In Europe, the Liberal Center Is Going Extinct
Europe’s centrists often claim to defend liberal values against populist threats. Yet ahead of June’s EU elections, liberals have adopted far-right talking points on everything from the climate to migration — and it’s not saving their weak poll numbers.

French far-right Rassemblement National leader Marine Le Pen (L) shakes hands with French president Emmanuel Macron after talks at the presidential palace in Paris, on June 21, 2022. (Ludovic Marin / POOL / AFP via Getty Images)
Even before this June’s elections to the European parliament, the EU has lost its center. It seems the bloc can no longer count on the EU-wide liberal political group, known as Renew, as the needle of the scales.

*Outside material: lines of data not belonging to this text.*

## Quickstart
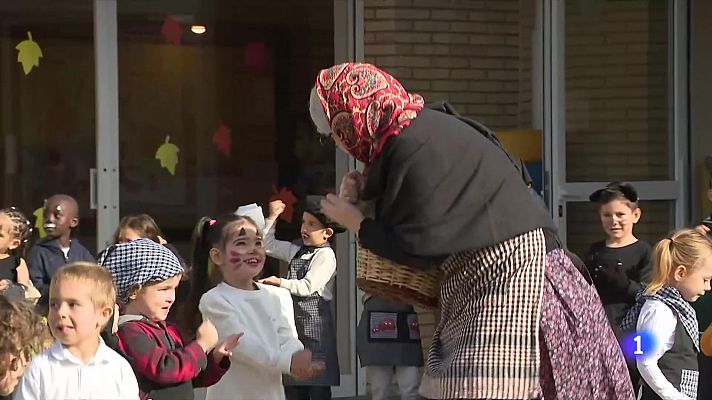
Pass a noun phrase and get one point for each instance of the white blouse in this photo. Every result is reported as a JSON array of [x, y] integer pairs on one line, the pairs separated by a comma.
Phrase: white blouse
[[660, 321]]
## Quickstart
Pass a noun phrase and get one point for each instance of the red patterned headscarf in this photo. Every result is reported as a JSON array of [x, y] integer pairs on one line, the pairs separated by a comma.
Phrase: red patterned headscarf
[[365, 106]]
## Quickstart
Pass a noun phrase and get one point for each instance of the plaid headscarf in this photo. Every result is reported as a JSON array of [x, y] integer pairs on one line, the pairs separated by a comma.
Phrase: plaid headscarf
[[365, 106], [138, 262], [672, 298]]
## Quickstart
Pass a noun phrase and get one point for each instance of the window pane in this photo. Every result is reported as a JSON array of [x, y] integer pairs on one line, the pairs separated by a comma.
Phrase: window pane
[[47, 130], [484, 58], [583, 227], [617, 91]]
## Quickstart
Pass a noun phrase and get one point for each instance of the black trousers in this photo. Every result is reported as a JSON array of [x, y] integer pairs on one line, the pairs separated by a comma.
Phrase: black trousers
[[307, 392]]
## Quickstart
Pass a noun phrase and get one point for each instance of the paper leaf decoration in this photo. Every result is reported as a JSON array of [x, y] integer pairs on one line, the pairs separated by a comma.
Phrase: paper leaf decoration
[[256, 55], [172, 30], [288, 199], [28, 53], [222, 139], [39, 221], [167, 154]]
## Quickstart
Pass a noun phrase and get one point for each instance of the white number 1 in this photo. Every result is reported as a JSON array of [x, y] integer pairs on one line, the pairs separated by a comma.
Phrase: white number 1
[[638, 350]]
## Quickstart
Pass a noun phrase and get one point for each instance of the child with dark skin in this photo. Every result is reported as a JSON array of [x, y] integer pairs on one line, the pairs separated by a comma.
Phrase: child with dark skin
[[58, 248]]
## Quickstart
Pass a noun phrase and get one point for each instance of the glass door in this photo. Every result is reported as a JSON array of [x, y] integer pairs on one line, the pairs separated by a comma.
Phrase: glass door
[[47, 104], [618, 112]]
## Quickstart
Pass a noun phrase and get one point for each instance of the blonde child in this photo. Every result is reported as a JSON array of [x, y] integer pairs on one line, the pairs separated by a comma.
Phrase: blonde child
[[22, 333], [310, 280], [166, 366], [268, 348], [682, 270], [14, 231], [79, 365], [136, 226]]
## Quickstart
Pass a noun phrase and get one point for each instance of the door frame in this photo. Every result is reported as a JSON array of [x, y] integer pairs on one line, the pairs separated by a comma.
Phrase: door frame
[[559, 191], [348, 46]]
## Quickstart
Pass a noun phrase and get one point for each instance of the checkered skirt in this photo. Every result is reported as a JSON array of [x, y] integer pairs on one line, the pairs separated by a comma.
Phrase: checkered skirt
[[486, 344]]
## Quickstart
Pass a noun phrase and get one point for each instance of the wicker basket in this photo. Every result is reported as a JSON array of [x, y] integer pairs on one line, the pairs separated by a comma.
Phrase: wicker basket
[[384, 278]]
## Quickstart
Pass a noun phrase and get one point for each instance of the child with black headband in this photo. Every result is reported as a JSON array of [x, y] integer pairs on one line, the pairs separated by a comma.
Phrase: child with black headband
[[310, 280], [618, 264]]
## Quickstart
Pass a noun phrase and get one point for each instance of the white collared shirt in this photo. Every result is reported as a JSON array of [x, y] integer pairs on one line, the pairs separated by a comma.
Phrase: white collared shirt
[[322, 265], [57, 374]]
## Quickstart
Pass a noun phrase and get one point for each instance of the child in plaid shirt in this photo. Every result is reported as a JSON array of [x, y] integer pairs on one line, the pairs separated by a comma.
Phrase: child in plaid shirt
[[146, 276], [269, 348]]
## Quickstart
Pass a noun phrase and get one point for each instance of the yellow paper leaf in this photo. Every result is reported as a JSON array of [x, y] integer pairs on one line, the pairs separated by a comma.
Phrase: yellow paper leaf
[[28, 54], [167, 154], [39, 221]]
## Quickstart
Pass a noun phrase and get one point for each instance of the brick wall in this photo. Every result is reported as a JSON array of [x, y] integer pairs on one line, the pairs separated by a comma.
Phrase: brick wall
[[475, 54], [616, 91]]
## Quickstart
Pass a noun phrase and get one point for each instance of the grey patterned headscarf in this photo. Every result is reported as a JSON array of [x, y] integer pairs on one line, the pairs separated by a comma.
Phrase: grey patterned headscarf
[[138, 262]]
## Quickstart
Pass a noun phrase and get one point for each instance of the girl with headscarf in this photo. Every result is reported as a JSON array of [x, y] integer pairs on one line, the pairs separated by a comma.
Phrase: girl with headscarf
[[518, 317]]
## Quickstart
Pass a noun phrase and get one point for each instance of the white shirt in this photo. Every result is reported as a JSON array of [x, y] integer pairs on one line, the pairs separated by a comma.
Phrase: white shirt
[[57, 374], [266, 348], [659, 320], [322, 266]]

The most recent example was France’s president Emmanuel Macron. He promised to beat the far right — only to pass an immigration law reliant on the Rassemblement National’s support. Whether due to his neoliberal policies, his rhetoric now hybridized with far-right propaganda, or outright complicity, Macron has paved the way for Marine Le Pen to succeed him as president. We could say the same about Renew’s main Dutch affiliate (People’s Party for Freedom and Democracy, VVD) with regard to that country’s perennial anti-immigration candidate Geert Wilders.
The paradox is that the liberals who were supposed to act as a barrier to the far right are themselves providing it with a Trojan horse. Some of Europe’s most influential centrist parties and governments are facilitating the normalization of the far right, or even incorporating its propaganda into their own. When it comes to antisocial and anticlimate policies, liberal parties like the German Free Democratic Party (FDP) bear a heavy responsibility.